La cruzada moral que está dando el caballero Ricarte Sorto es una falta de respeto a la indignidad; es una bofetada a la comodidad del que se compró el cuento del país campeón mundial de la solidaridad; es un insulto a la resignación de los sometidos y un agravio a la comodidad de los que pueden. La molestia de este señor rebosante de amor es un monumento a la calidad del humano; es un homenaje al ímpetu de los que luchan y un tributo al valor de la trascendencia. Arropado con los dolores de los humillados por un sistema de salud que no es más que la consecuencia de un sistema país, este honorable personaje convocó a una marcha que llamó a ponerse de pie a los lisiados, a abrir los ojos a los ciegos y a gritar a los sordomudos.
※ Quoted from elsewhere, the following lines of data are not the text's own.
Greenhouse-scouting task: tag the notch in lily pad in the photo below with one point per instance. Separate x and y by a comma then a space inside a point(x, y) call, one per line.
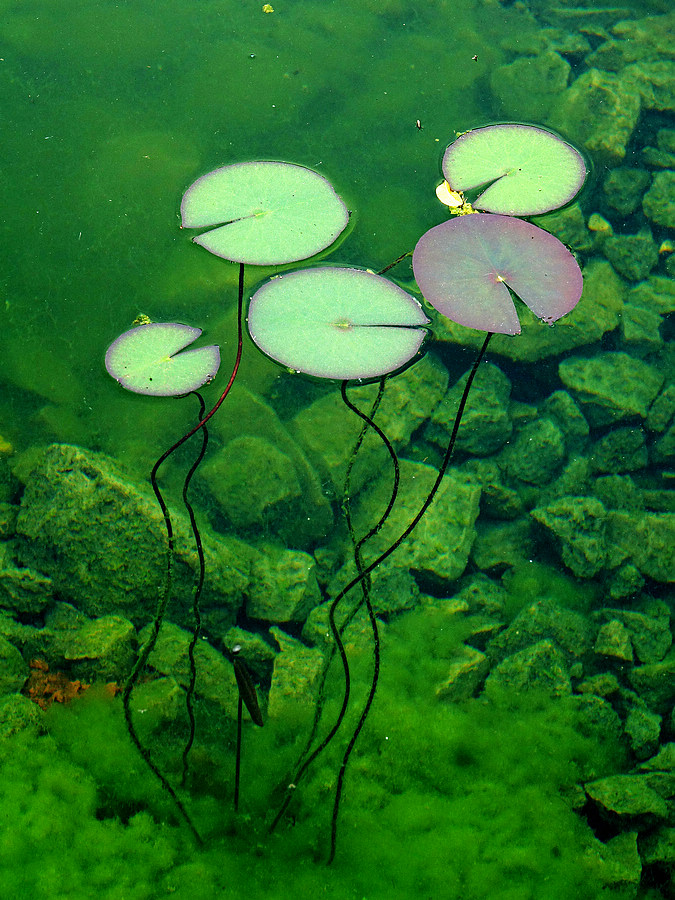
point(337, 322)
point(264, 213)
point(465, 267)
point(152, 359)
point(522, 170)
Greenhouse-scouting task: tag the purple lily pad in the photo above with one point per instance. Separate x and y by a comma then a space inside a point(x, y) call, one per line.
point(465, 267)
point(151, 359)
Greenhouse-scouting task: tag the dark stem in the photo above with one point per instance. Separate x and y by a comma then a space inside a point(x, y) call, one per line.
point(196, 613)
point(237, 761)
point(147, 649)
point(387, 553)
point(337, 633)
point(149, 645)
Operado hace tan sólo diez días, cansado y adolorido, Ricarte comandó a miles de enfermos que coincidieron con su queja; molestia que pasó de mera opinión a tema de debate público.

Y caminaron cientos de rostros bondadosos; decenas de niños cicatrizados con incalculables ganas de vivir e inclaudicables exigencias de dignidad. ¿Cómo describir la belleza residente en tantos ojos bañados de esperanza? ¿cómo graficar la honestidad de las intenciones de quizás la manifestación pública más diáfana del último tiempo? no hay moral que pueda negar una petición tan básica para quien se considere hombre: un Estado que garantice el tratamiento de las enfermedades de sus ciudadanos sin necesidad de endeudarse cual prisionero del retail; una autoridad que sepa qué significa esclerosis múltiple y fibrosis quística.
Las canas cansadas y los cachetes agotados del rostro de Ricarte ya no resisten más halagos. A fin de cuentas, su legado ya es patente y su historia ejemplo: la vida no se mide por respiros, trofeos o ascensos en la pega, sino por la totalidad de la dignidad. Como dijo Eduardo Galeano, “somos lo que hacemos para cambiar lo que somos”.

Esa es la respuesta que recibirá un niño, sano o enfermo, cuando en diez años más pregunten quien fue Ricarte Soto: el hombre que sin quererlo izó las banderas de la transversalidad del movimiento social chileno que más temprano que tarde cambiará definitivamente los cimientos de una Patria que apenas es Patria inundada en el pantano del abuso, la desigualdad y el olvido de los pobres.